Jeffrey é um fotógrafo etnográfico que passou mais de 50 anos viajando para documentar a vida dos povos indígenas nas Américas. Atualmente, Jeffrey, de 83 anos, está sentado em sua mesa fazendo um tipo diferente de trabalho: classificando, etiquetando e organizando suas fotografias para que possa doá-las a museus e organizações como presente. "Toda vez que tiro uma foto, um pedacinho fica em meu cérebro", diz ele. A beleza de certas imagens ainda o comove, e doá-las parece certo - uma forma de honrar a confiança que as pessoas depositaram nele.
Jeffrey também é um sobrevivente de cordoma, cuja experiência com essa doença começou em 1999, quando dores nas pernas o levaram a um especialista e, por fim, a um diagnóstico de cordoma sacral. Nas décadas que se seguiram, ele passou por cinco cirurgias, terapia com feixe de prótons e um estudo clínico, e enfrentou o longo caminho de desafios práticos que podem se seguir à remoção do cóccix. Atualmente, ele está vivendo com uma doença avançada. E o cordoma é apenas uma parte da história de saúde de Jeffrey: Em 1986, ele foi diagnosticado com polineuropatia desmielinizante inflamatória crônica, uma doença que danificou gradualmente os nervos de suas pernas.
Com o tempo, sua mobilidade mudou, passando de uma bengala para um andador e, por fim, para uma cadeira de rodas. Mas o foco de Jeffrey tende a se concentrar menos no que lhe foi tirado e mais em como ele pode se adaptar.

Esse instinto está com ele há muito tempo. Jeffrey tem dislexia e nunca foi um bom aluno e, depois da faculdade, teve dificuldades para se firmar no mundo do trabalho. O que ele adorava era ver: apreciar a luz, ver a cidade em composições, estudar as pessoas e a essência dos pequenos gestos. Por fim, ele comprou uma câmera e fez uma viagem sozinho para Bimini, aprendendo sozinho com o manual da câmera durante a viagem. Quando voltou para casa, matriculou-se em uma escola de fotografia e começou a construir o que se tornaria o trabalho de sua vida.

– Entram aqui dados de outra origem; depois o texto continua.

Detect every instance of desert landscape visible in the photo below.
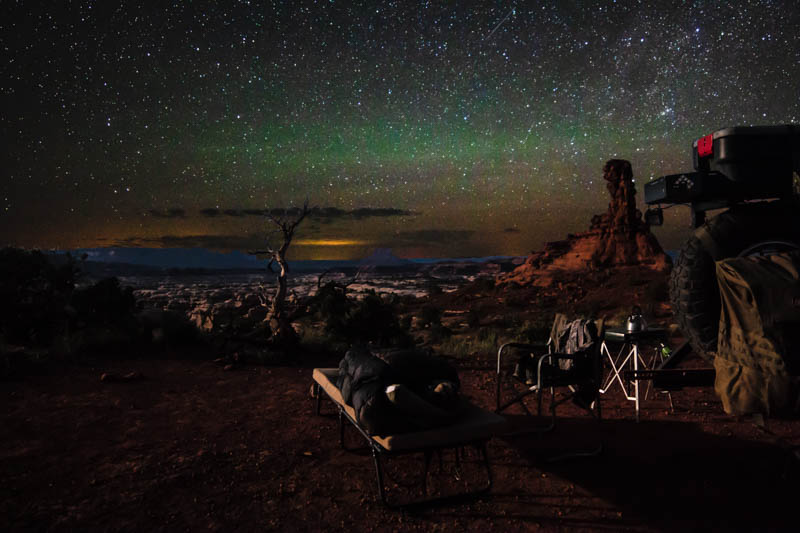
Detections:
[6,169,800,531]
[0,0,800,532]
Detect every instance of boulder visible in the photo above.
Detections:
[496,159,672,287]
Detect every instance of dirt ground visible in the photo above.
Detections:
[0,350,800,531]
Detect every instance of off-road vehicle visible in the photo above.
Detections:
[644,125,800,360]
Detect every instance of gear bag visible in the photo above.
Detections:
[714,252,800,416]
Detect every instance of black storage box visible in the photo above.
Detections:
[692,125,800,186]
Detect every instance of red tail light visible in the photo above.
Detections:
[697,135,714,157]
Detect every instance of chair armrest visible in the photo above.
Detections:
[497,342,548,375]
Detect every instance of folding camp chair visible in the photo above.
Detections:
[495,313,604,455]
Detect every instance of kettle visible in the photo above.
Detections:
[625,305,647,333]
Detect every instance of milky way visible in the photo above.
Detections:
[0,0,800,258]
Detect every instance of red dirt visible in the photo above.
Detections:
[0,352,800,531]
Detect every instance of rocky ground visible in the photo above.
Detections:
[0,353,800,531]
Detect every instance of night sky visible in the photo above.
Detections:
[0,0,800,259]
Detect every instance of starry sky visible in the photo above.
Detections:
[0,0,800,259]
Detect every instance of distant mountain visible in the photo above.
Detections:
[51,247,524,276]
[65,247,267,270]
[358,248,415,269]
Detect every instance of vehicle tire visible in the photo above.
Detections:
[669,202,800,361]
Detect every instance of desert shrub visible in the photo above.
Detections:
[309,283,411,346]
[439,328,499,357]
[431,322,453,342]
[644,279,669,302]
[72,278,136,324]
[472,277,495,292]
[427,280,444,296]
[417,305,442,328]
[0,248,78,345]
[511,320,552,343]
[466,307,481,329]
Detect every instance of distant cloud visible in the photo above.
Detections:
[200,207,417,218]
[147,208,186,218]
[393,229,475,245]
[116,235,265,250]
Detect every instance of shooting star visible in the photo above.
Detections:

Ao longo das décadas, a carreira de Jeffrey o levou a comunidades indígenas, incluindo muitas viagens na década de 1980 a Chiapas, no México, para fotografar famílias maias e artistas do tear. Ele abordou as pessoas com humildade e paciência, aprendendo desde cedo que as melhores imagens surgem quando não se tenta controlar a cena. Em vez de dirigir as famílias, ele se concentrou em conquistar a confiança, ficar fora do caminho e deixar a vida se desenrolar. "Ser ignorado era o maior elogio", diz ele; "Isso dava integridade cultural ao trabalho".
Agora, reconhecendo o valor dessas imagens nesses tempos de mudanças rápidas, ele decidiu doar seu arquivo a vários museus. As ferramentas digitais de hoje tornaram essa decisão ainda mais significativa: os museus estão colocando as fotos on-line, onde os jovens maias podem ver seus antepassados na vida cotidiana e em retratos formais. As culturas mudam e algumas tradições desaparecem sob o estresse da vida moderna. Mas Jeffrey espera que essas fotografias possam oferecer algo duradouro: um registro do legado feito com cuidado.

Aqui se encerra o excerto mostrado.